An extremely fine-grained approach to build highly adaptable middleware frameworks: Application to transaction services
This thesis focuses on the construction of highly adaptable middleware services. These services are characterized by a large diversity of the provided functions. In the transaction domain, this diversity includes the transaction models, the concurrency control and fault tolerance protocols, and the integration standards. Our proposition consists in defining a middleware framework that covers the transaction domain diversity, and allows the construction of highly adaptable transaction services. This kind of services requires to define an extremely fined-grained approach in order to adapt its various characteristics.
Thus, we propose to complete the exoware approach with four new contributions. We define the Fraclet programming model to leverage programming of middleware functional abstractions. Then, we propose a langage to describe and verify architecture patterns in order to design the middleware architectural abstractions. These two contributions allow us to define a component-based middleware framework that uses design patterns to build a modular and extensible architectural substrate. Finally, we configure our middleware framework using various high-level models dedicated to each middleware concern.
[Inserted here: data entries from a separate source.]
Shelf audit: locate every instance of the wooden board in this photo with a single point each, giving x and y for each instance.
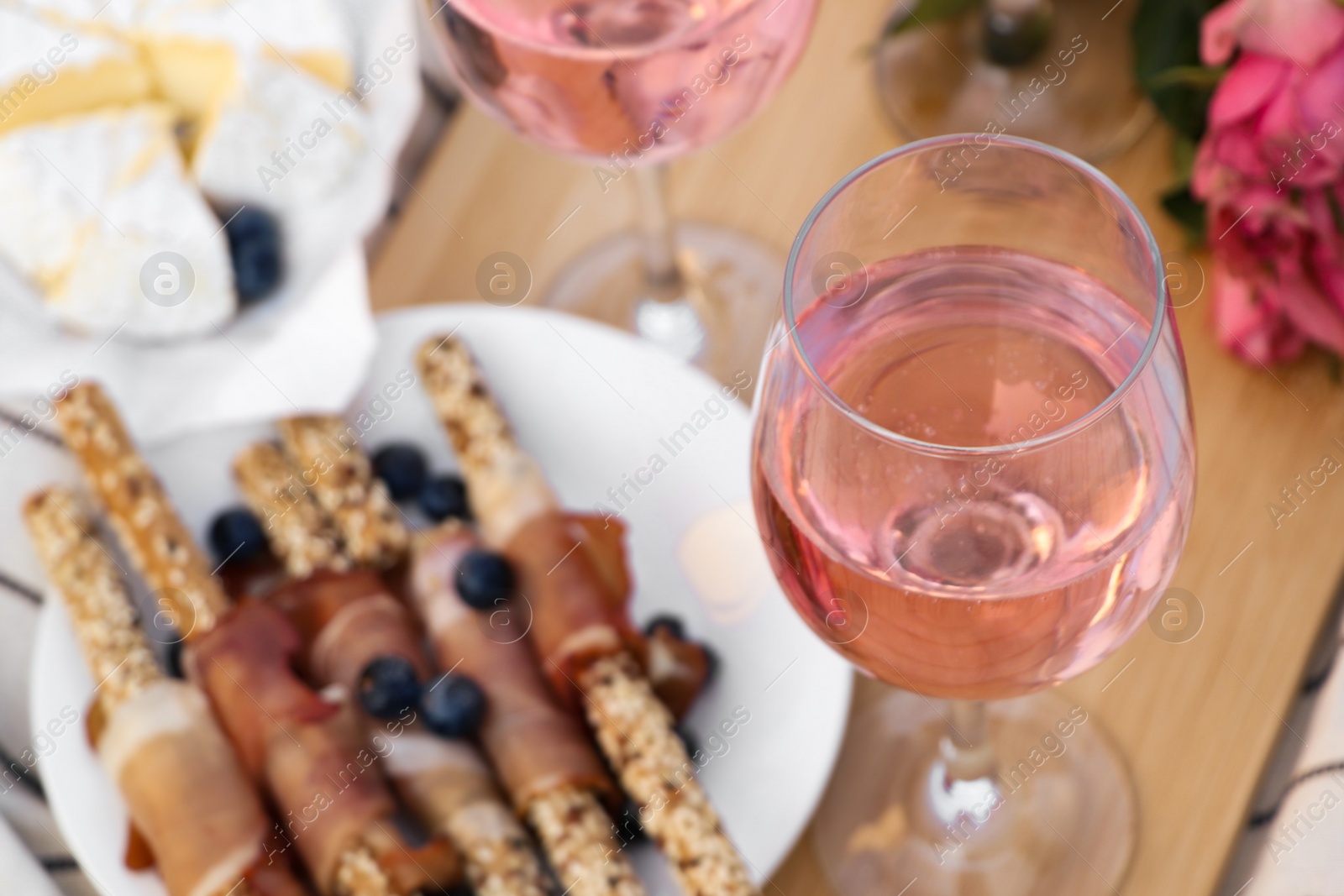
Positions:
(1196, 719)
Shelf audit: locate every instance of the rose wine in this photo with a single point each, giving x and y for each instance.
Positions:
(624, 81)
(974, 575)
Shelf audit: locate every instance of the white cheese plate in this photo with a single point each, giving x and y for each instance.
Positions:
(306, 345)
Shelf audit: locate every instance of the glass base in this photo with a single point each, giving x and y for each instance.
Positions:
(717, 317)
(1057, 815)
(937, 80)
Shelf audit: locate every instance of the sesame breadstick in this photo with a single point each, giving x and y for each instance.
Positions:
(349, 857)
(447, 783)
(139, 511)
(96, 598)
(542, 752)
(577, 833)
(327, 454)
(297, 530)
(575, 633)
(183, 786)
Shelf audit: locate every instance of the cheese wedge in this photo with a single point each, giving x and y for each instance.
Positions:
(87, 206)
(190, 39)
(281, 140)
(47, 71)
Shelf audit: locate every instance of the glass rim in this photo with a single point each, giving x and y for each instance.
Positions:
(1068, 160)
(606, 53)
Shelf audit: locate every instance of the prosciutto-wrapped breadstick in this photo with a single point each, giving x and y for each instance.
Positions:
(327, 454)
(541, 752)
(349, 621)
(309, 752)
(575, 633)
(185, 789)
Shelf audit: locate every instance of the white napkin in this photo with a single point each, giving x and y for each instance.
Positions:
(308, 356)
(1294, 841)
(304, 349)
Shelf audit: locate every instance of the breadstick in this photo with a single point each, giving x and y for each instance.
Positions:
(297, 530)
(139, 511)
(96, 598)
(573, 631)
(539, 750)
(168, 559)
(183, 786)
(327, 456)
(445, 783)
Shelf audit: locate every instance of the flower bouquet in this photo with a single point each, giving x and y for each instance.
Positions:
(1254, 90)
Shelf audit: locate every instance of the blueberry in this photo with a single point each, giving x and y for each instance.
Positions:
(665, 621)
(445, 496)
(255, 249)
(711, 663)
(172, 660)
(628, 828)
(237, 537)
(454, 707)
(389, 687)
(402, 468)
(689, 741)
(484, 578)
(1012, 39)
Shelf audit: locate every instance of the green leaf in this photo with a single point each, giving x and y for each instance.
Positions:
(1189, 212)
(1167, 65)
(924, 13)
(1183, 157)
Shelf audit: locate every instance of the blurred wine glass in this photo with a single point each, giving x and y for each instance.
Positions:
(1059, 71)
(628, 85)
(974, 470)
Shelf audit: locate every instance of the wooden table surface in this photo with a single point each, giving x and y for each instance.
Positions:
(1196, 720)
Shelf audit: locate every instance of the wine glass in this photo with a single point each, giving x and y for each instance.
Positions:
(974, 470)
(1053, 70)
(627, 85)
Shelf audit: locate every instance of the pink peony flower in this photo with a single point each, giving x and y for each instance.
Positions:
(1269, 168)
(1297, 29)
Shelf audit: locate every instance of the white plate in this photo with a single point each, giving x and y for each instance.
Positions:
(595, 406)
(319, 318)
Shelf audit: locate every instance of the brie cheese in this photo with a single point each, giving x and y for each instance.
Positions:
(89, 202)
(47, 70)
(281, 140)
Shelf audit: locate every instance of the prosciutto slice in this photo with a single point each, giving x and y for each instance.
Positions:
(163, 745)
(575, 616)
(311, 754)
(349, 620)
(535, 745)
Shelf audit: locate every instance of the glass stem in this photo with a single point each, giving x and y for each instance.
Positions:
(967, 750)
(658, 233)
(1016, 7)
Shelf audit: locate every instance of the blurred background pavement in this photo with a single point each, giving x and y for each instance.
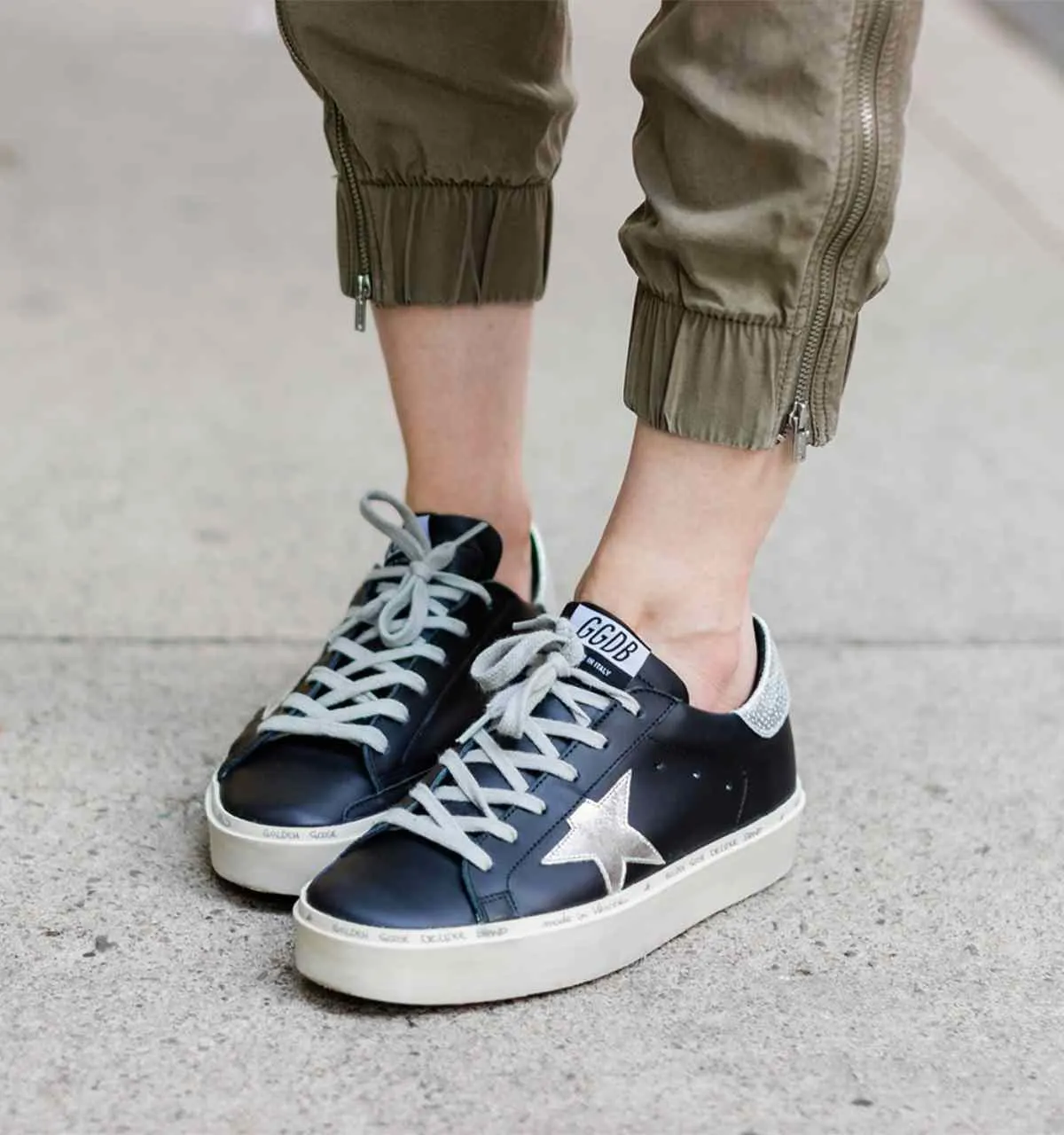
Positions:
(187, 422)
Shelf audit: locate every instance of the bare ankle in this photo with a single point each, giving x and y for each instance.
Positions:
(709, 644)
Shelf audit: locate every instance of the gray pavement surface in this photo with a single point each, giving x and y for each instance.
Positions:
(187, 421)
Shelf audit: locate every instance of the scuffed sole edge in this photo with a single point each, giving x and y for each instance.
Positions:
(272, 860)
(495, 961)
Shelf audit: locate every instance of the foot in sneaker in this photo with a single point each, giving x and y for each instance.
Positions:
(389, 693)
(588, 818)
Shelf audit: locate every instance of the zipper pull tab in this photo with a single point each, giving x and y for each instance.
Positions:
(798, 427)
(362, 295)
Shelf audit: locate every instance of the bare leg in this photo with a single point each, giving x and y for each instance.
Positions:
(458, 380)
(677, 556)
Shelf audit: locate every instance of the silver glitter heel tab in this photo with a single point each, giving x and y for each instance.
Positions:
(766, 709)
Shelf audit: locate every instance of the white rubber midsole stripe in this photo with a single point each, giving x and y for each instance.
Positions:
(588, 914)
(246, 829)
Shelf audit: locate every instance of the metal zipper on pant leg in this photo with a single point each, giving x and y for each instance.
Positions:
(364, 279)
(799, 426)
(364, 287)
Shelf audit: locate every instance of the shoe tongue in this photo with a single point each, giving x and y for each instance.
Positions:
(476, 559)
(616, 654)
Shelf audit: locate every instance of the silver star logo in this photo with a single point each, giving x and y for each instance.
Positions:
(599, 831)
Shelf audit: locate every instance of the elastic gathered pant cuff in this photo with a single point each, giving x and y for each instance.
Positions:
(711, 378)
(458, 243)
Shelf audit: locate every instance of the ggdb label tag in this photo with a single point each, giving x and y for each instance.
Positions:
(609, 638)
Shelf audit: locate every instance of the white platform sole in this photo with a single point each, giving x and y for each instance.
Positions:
(506, 959)
(277, 860)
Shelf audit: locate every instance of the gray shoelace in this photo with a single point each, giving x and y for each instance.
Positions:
(519, 672)
(415, 597)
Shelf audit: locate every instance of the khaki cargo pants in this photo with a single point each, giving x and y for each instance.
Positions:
(768, 150)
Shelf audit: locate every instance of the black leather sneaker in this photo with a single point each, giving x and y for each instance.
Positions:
(588, 818)
(389, 693)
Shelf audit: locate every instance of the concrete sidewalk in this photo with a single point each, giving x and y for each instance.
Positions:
(187, 424)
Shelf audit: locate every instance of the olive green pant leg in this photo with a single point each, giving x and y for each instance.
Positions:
(446, 121)
(770, 153)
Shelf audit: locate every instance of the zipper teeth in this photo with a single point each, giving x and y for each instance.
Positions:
(364, 287)
(362, 246)
(291, 43)
(872, 52)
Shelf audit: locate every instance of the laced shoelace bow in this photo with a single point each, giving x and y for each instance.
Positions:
(413, 597)
(519, 672)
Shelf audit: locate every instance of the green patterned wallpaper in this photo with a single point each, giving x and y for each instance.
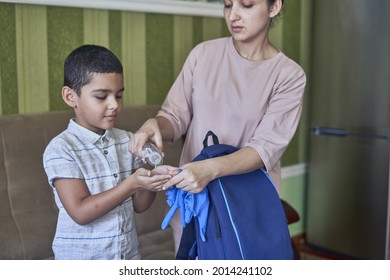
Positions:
(36, 39)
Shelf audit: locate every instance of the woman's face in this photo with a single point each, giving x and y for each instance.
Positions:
(248, 19)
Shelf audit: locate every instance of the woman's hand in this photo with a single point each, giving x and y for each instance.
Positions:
(193, 178)
(149, 131)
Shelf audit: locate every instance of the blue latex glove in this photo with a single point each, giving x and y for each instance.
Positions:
(197, 205)
(175, 199)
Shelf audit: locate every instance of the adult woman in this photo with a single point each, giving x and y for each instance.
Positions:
(243, 89)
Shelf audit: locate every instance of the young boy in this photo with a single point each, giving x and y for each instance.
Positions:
(97, 182)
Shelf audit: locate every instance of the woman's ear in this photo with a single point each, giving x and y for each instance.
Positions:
(69, 96)
(276, 8)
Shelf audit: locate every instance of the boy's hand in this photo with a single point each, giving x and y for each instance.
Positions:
(149, 180)
(165, 170)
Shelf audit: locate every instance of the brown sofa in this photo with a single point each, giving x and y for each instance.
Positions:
(27, 209)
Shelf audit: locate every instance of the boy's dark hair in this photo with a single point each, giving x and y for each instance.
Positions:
(83, 62)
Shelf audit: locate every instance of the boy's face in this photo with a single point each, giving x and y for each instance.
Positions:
(99, 102)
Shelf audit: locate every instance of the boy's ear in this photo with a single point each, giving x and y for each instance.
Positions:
(276, 8)
(69, 96)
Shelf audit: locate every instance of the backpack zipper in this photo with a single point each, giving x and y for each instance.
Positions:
(231, 218)
(216, 219)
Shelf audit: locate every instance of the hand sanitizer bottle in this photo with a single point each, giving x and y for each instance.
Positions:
(151, 154)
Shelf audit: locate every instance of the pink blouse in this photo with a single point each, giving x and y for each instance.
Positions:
(245, 103)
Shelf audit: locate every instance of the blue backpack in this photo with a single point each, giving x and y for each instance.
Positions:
(245, 218)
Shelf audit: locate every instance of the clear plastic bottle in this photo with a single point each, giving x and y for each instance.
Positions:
(151, 154)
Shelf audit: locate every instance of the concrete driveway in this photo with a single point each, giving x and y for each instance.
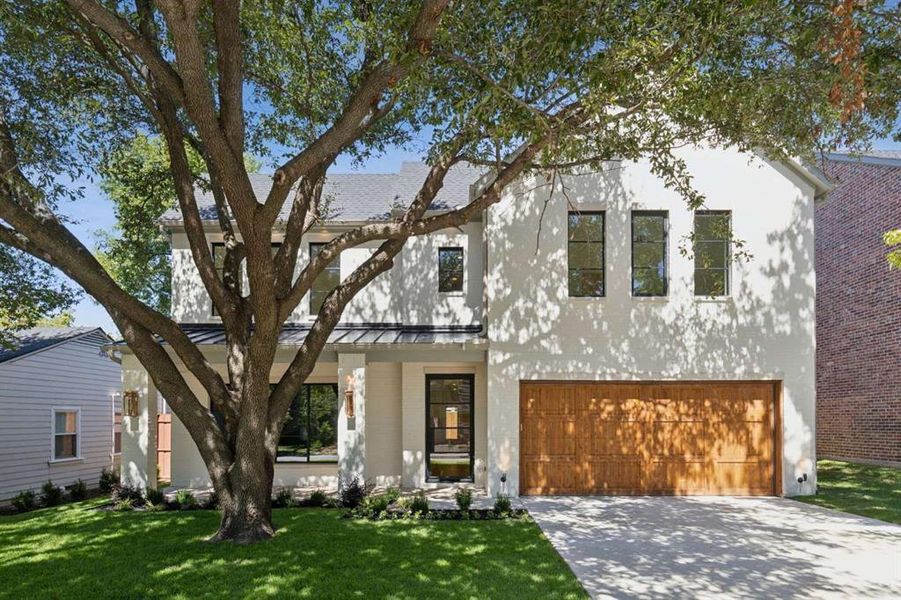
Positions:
(706, 547)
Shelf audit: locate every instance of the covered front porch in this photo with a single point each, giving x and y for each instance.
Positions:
(403, 408)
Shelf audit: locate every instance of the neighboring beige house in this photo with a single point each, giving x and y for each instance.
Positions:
(59, 394)
(594, 357)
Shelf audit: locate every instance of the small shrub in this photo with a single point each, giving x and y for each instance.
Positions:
(185, 500)
(78, 490)
(393, 494)
(502, 504)
(376, 505)
(353, 494)
(282, 498)
(318, 498)
(108, 480)
(212, 501)
(124, 505)
(419, 504)
(127, 492)
(463, 496)
(51, 494)
(154, 496)
(24, 501)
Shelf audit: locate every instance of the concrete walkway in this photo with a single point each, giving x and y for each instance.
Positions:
(706, 547)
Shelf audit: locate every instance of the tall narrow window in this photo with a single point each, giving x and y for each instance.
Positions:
(326, 281)
(712, 234)
(311, 432)
(449, 441)
(65, 434)
(450, 269)
(219, 262)
(117, 432)
(649, 253)
(586, 254)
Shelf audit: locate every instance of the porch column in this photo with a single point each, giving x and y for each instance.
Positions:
(351, 430)
(138, 468)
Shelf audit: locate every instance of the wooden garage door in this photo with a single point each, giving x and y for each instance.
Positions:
(647, 438)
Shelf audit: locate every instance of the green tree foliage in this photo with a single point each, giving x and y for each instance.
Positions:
(63, 319)
(137, 180)
(511, 85)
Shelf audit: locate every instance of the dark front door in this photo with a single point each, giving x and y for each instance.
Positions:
(449, 412)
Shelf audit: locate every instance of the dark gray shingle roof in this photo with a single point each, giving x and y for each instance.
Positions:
(38, 338)
(361, 196)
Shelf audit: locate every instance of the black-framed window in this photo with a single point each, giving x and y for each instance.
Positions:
(326, 281)
(311, 432)
(449, 416)
(585, 254)
(450, 269)
(712, 236)
(649, 253)
(218, 249)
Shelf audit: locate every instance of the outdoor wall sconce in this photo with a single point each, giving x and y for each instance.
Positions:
(349, 399)
(130, 403)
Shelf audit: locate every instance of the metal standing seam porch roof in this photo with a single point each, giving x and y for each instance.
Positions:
(352, 334)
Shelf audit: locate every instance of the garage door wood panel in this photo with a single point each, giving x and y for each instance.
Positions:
(654, 438)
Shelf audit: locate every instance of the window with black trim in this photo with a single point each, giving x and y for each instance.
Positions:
(712, 235)
(218, 249)
(310, 433)
(585, 254)
(450, 269)
(326, 281)
(649, 253)
(449, 413)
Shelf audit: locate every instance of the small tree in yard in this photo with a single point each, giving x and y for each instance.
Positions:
(513, 86)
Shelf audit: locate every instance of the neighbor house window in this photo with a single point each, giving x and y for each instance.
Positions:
(450, 269)
(325, 282)
(449, 441)
(586, 254)
(65, 433)
(649, 253)
(311, 431)
(712, 233)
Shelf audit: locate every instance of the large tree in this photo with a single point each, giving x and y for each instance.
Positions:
(511, 85)
(135, 252)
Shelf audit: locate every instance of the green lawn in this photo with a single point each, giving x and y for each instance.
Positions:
(859, 489)
(76, 552)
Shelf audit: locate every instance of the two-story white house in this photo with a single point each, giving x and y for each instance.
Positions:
(572, 341)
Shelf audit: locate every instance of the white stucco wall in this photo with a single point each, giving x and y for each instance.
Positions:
(763, 330)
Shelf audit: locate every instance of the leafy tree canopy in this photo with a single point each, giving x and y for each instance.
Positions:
(511, 85)
(137, 179)
(30, 291)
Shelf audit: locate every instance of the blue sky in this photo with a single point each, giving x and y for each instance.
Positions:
(95, 212)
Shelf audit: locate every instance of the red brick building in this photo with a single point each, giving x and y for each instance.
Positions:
(859, 311)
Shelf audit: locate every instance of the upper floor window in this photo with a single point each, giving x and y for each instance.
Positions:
(219, 262)
(649, 276)
(585, 254)
(326, 281)
(450, 269)
(65, 433)
(712, 235)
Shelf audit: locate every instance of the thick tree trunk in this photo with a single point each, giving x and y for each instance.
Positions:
(247, 508)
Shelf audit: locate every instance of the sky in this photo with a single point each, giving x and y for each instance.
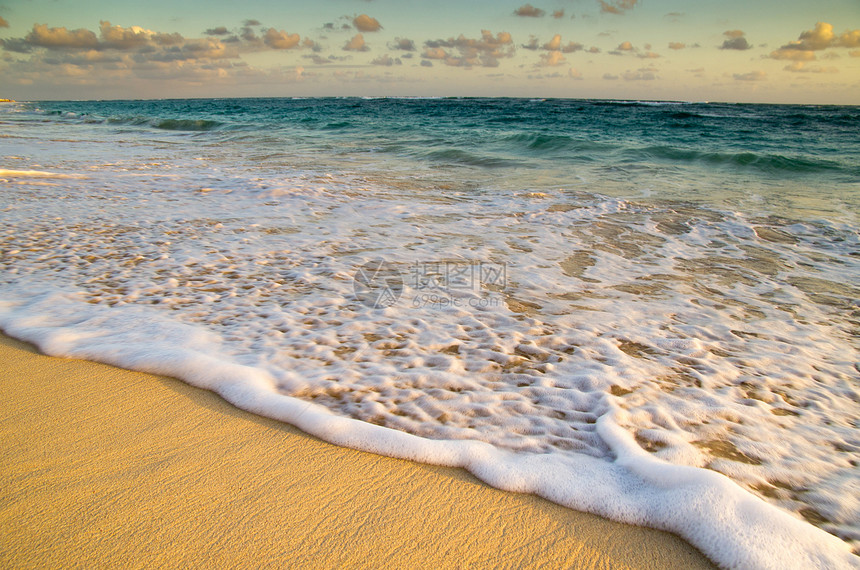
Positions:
(788, 51)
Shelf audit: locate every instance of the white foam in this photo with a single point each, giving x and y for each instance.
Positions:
(6, 173)
(719, 342)
(734, 528)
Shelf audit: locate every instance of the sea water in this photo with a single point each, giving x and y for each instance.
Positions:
(643, 310)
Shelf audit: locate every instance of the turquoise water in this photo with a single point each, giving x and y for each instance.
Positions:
(796, 159)
(647, 310)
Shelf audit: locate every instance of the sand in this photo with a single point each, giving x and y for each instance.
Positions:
(103, 467)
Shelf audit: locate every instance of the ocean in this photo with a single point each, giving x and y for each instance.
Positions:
(645, 310)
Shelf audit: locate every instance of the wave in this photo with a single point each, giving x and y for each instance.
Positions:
(186, 124)
(462, 157)
(543, 142)
(770, 163)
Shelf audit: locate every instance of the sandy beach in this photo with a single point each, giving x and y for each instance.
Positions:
(105, 467)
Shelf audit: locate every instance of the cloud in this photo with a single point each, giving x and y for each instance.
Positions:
(751, 76)
(61, 38)
(552, 58)
(402, 44)
(529, 11)
(280, 39)
(386, 60)
(365, 23)
(356, 44)
(735, 40)
(555, 45)
(627, 48)
(219, 31)
(485, 51)
(820, 38)
(617, 6)
(800, 67)
(792, 54)
(646, 74)
(117, 37)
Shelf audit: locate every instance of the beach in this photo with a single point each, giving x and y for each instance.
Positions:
(658, 330)
(107, 467)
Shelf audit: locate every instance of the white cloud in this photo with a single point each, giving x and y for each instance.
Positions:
(751, 76)
(485, 51)
(529, 11)
(280, 39)
(365, 23)
(617, 6)
(356, 44)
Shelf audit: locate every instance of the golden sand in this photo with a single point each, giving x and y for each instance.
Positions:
(103, 467)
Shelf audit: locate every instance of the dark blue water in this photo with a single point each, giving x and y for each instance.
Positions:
(597, 292)
(794, 160)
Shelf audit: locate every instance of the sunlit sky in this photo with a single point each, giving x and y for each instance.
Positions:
(790, 51)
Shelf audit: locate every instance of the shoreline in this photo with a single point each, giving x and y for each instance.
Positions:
(105, 466)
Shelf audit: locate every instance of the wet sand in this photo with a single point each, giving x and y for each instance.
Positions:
(104, 467)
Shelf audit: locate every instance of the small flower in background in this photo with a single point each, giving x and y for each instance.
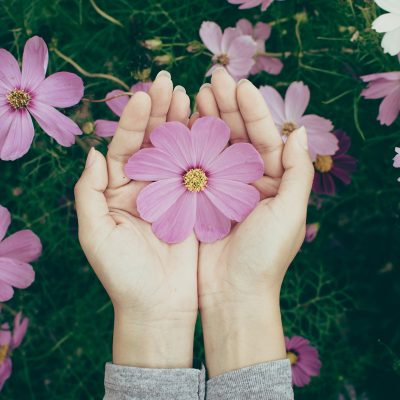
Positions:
(16, 252)
(105, 128)
(385, 85)
(339, 166)
(29, 93)
(390, 25)
(288, 116)
(303, 358)
(244, 4)
(260, 33)
(9, 341)
(232, 50)
(200, 184)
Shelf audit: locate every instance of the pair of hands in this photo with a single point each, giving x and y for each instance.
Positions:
(157, 289)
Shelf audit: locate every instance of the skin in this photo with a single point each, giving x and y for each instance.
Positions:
(156, 289)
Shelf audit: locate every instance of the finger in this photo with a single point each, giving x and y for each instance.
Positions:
(128, 138)
(91, 205)
(180, 106)
(224, 89)
(206, 103)
(261, 128)
(297, 179)
(161, 96)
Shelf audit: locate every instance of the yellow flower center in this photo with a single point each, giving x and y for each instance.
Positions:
(288, 128)
(18, 98)
(323, 163)
(195, 180)
(292, 357)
We illustrate these concepts on GoTM, a component-based middleware framework for the construction of highly adaptable transaction services.
We validate our approach on three original experiences. Firstly, we propose to leverage the integration of transaction services into the middleware platforms by designing demarcation policies independently of the platform and the kind of services integrated. Secondly, we define a transaction service that composes several personalities to support seamlessly the transaction interoperability between heterogeneous applications. Thirdly, we are able to select the best performing two-phase commit protocol at runtime to improve the transaction completion time depending on the evolution of the execution context.